Sep 6, 2017 11:01AM Leapfrog wrote:
OK, I'll make a start. Interestingly, my diagnosis was on October 13th, 2016 so National Metastatic Breast Cancer Awareness Day will also be my One Year Anniversary. I've learned so much in the last year it's difficult to pinpoint one thing but, if I have to it's that people treat me differently. Some avoid me, most treat me gently as though I'm a piece of porcelain that could break if they're not careful...which probably has some truth in it! With extensive bone mets and, having had a BMX without reconstruction and having lost weight when I already had a very slight build, I do look rather delicate! There are others who want to see me as often as they can, as though they are afraid I will suddenly succumb and disappear from their lives, when the truth is that, with treatment, I should still enjoy at least a few more years with them. So, to sum up what I would like people to know about living with metastatic breast cancer....I would like people to know that I'm still the same person I always was, I'd still like to be treated the same way I always was, I still enjoy the same conversations, I still like to kid around and make my weak, pathetic jokes which I laugh at more than anyone else does, I'd still like to do the things that they can do but I can't.

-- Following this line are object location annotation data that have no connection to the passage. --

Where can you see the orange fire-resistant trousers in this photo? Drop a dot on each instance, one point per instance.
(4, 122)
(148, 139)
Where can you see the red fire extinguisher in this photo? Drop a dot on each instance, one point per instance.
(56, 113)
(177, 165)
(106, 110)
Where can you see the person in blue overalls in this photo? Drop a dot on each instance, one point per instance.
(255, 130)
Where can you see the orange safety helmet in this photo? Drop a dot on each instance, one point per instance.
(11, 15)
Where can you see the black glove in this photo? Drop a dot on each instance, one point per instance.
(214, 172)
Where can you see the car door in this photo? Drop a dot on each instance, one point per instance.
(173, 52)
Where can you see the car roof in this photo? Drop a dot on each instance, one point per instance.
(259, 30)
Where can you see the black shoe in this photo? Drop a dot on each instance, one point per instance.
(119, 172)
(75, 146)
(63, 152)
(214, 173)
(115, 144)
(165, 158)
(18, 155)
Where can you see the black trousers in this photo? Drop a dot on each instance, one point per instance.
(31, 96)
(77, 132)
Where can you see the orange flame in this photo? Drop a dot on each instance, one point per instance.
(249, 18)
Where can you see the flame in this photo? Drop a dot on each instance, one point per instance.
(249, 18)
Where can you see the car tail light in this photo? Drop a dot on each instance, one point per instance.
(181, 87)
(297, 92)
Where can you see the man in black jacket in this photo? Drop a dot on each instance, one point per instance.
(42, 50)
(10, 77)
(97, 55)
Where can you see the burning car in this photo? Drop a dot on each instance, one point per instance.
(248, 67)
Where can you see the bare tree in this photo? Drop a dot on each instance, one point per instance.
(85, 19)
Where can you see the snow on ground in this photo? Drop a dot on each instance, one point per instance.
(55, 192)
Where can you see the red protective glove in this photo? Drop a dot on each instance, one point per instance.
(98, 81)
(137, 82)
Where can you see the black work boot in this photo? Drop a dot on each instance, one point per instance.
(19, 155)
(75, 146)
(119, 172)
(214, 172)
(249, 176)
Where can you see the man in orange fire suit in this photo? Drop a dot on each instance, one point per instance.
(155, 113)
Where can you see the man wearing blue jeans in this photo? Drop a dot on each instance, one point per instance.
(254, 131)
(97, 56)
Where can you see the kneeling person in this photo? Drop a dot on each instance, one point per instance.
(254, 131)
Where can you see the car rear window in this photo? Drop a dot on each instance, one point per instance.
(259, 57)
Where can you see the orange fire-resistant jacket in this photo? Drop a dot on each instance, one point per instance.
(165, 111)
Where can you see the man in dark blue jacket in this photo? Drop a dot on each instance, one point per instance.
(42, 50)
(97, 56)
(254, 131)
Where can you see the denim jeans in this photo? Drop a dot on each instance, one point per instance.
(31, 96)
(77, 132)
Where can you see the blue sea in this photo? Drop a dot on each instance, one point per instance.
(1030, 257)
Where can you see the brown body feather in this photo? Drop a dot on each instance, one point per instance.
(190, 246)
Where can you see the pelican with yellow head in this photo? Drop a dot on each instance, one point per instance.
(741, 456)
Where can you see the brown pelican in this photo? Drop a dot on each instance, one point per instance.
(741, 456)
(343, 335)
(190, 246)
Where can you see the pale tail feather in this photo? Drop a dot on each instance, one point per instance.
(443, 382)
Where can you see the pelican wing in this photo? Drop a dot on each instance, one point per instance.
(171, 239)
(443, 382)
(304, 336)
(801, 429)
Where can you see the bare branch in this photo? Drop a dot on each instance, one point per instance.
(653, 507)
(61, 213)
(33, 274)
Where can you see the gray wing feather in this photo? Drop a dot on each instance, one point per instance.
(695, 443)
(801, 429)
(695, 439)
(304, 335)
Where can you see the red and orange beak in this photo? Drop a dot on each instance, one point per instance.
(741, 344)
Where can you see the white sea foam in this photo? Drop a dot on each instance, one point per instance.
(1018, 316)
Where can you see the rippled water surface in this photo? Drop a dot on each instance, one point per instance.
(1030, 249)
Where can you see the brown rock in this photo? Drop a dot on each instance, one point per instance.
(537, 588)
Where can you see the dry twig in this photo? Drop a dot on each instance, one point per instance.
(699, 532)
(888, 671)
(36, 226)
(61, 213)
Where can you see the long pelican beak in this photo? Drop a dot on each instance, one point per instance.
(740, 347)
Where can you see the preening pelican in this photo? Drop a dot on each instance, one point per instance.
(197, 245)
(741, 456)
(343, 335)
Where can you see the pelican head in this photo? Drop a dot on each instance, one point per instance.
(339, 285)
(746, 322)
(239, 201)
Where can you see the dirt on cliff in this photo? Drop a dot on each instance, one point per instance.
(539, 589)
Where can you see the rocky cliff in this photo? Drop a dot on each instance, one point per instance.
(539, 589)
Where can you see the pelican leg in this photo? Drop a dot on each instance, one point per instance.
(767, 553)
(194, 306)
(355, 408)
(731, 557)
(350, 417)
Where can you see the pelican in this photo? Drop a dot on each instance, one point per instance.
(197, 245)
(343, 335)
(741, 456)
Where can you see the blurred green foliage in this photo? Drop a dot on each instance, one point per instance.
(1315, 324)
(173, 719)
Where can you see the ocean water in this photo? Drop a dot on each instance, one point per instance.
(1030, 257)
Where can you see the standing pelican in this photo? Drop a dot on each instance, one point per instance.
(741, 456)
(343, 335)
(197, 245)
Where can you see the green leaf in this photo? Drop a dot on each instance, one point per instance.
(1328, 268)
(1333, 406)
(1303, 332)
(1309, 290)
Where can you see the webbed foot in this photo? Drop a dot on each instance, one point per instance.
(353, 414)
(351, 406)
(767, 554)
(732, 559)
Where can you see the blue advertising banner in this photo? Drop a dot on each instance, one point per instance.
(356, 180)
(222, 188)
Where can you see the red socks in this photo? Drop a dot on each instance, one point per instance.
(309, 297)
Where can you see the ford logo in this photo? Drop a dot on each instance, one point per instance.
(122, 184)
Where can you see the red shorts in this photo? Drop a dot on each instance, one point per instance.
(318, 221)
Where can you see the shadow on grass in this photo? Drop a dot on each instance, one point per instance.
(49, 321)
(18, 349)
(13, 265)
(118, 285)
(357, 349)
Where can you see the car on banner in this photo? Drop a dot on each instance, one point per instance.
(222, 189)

But the fact that I can't doesn't mean I'm not interested in hearing about their exploits...it makes my life more interesting, even if I do feel the occasional pang of envy.
I have always been philosophical and have accepted whatever life has handed me; I'm practised at this because I've had a lot of challenges and, before my diagnosis, I had been ill for three years; three years with an illness which could not be diagnosed but which was making me sicker and sicker until I was so ill I could not get out of bed, so when at last de novo metastatic breast cancer revealed itself, although that was a shock, at last I had an explanation for why I was so ill. The most important thing I've learned about having metastatic disease this last year has focussed my mind about what really matters in life and what I now believe is that almost nothing really matters if you have your health. This has become almost a mantra for me, although it isn't something I can say out loud because it could easily be misunderstood as envy or trivialisation of others' concerns, but I hear the trivial things that people think are important and I hear them making a fuss over them and I feel as though I live on a different planet now. When you have lost your health and you know it's a forever thing, you need to learn to find your joy in a different way; you need to find happiness on a different level, not attached to the material but belonging in abstract thought and, once you have learned to do this, life is beautiful despite all the discomfort, pain, inconvenience and dependence on others.